In Headquarters Ruling Letter 115356, dated May 22, 2001, a non-coastwise-qualified power barge was retrofitted with electric generating equipment in Mississippi. When the equipment, which was welded to the deck, was unladen in Oregon, CBP held that since the generating equipment was integral to the operation of the vessel as a power barge and since the equipment was transported aboard the vessel on which it was used, it was vessel equipment that could be unladen and uninstalled from the barge without violating the Jones Act, 46 U.S.C. § 55102.

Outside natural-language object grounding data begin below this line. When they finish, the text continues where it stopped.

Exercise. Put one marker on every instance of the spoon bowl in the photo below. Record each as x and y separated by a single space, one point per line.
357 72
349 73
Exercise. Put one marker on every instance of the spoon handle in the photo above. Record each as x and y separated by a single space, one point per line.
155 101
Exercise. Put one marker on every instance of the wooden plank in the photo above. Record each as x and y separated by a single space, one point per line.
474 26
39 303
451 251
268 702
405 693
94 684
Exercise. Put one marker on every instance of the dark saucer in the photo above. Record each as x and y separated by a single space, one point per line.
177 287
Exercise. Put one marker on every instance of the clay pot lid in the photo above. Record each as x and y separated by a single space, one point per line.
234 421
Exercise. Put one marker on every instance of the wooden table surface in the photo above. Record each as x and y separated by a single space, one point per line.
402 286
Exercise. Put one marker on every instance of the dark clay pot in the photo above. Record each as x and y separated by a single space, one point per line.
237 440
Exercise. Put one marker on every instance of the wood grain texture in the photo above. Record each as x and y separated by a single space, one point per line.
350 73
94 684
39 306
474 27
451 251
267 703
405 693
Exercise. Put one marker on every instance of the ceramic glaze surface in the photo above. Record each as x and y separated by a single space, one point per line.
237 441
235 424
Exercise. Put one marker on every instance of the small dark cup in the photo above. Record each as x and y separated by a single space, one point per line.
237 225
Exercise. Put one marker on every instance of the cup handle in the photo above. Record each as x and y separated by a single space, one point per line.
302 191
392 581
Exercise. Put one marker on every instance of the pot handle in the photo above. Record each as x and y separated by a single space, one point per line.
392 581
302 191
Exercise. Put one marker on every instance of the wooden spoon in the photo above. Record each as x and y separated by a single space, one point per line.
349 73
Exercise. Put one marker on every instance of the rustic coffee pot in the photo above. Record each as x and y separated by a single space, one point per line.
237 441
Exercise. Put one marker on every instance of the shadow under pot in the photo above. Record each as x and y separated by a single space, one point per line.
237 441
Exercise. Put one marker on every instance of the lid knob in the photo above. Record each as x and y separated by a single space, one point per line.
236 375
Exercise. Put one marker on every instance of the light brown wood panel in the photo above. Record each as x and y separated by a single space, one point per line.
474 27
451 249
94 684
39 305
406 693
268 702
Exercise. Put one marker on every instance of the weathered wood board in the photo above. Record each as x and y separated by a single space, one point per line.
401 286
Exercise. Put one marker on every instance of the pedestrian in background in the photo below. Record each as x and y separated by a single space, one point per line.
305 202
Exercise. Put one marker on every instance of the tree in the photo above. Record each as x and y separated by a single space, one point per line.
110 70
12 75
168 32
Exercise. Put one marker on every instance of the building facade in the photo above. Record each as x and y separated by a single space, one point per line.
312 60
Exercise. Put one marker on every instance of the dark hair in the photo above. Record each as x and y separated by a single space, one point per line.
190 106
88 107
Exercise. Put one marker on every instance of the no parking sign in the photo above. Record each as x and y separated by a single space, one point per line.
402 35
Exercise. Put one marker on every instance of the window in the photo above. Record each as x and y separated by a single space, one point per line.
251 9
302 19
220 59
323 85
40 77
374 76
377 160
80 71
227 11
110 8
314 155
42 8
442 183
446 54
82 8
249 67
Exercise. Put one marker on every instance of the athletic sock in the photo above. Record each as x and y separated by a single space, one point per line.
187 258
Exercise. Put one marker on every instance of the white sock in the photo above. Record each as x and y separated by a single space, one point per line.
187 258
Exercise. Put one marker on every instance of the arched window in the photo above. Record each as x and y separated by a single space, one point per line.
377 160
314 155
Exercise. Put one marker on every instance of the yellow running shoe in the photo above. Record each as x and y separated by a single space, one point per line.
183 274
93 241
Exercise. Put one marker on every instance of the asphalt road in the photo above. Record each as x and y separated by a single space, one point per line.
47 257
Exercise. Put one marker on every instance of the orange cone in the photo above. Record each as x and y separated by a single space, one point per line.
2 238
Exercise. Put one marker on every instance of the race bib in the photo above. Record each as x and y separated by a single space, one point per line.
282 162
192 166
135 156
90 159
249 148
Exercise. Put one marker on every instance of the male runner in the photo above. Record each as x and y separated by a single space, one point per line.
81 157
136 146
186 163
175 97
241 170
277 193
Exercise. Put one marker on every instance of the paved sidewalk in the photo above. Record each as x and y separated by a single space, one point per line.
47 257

CBP has consistently held that vessel equipment consists of articles necessary to carry out a vessel’s functions. See Headquarters Ruling Letter 112218, dated July 22, 1992 (equipment transported aboard non-coastwise-qualified oil and gas well drilling, workover and service barges used to remove broken tools from a well shaft, perform well cleaning and other tasks is vessel equipment since it is necessary to the work of the vessel); Headquarters Ruling Letter 103995, dated July 16, 1979 (the carriage of cement on a non-coastwise-qualified barge engaged in oil well stimulation is vessel equipment given that the purpose of the vessel is the blending, mixing, and placing of cement in the wells). In the present case, the subject barge’s function, for the period of the charter, is to operate as an exhibit hall. In order to accomplish this purpose, it is necessary to modify the structure of the barge’s deck. The exhibit hall structure, essentially the bolted or welded customized shipping containers, is integral to the operation of the vessel as an exhibit hall. Consequently, the structure, which is transported aboard the vessel on which it is used, constitutes vessel equipment as defined in T.D. 49815(4), not merchandise as defined in 19 U.S.C. § 1401(c). As a result, no violation of 46 U.S.C. § 55102 exists if the structure is unladen at a different coastwise point than the point of lading.

HOLDING

The proposed use of the non-coastwise-qualified barge and coastwise-qualified tug does not constitute an engagement in coastwise trade for purposes of 46 U.S.C. §§ 55102 and 55103.

The subject exhibit hall structure constitutes vessel equipment, not merchandise. Accordingly, the coastwise transportation of the subject structure does not constitute a violation of 46 U.S.C. § 55102.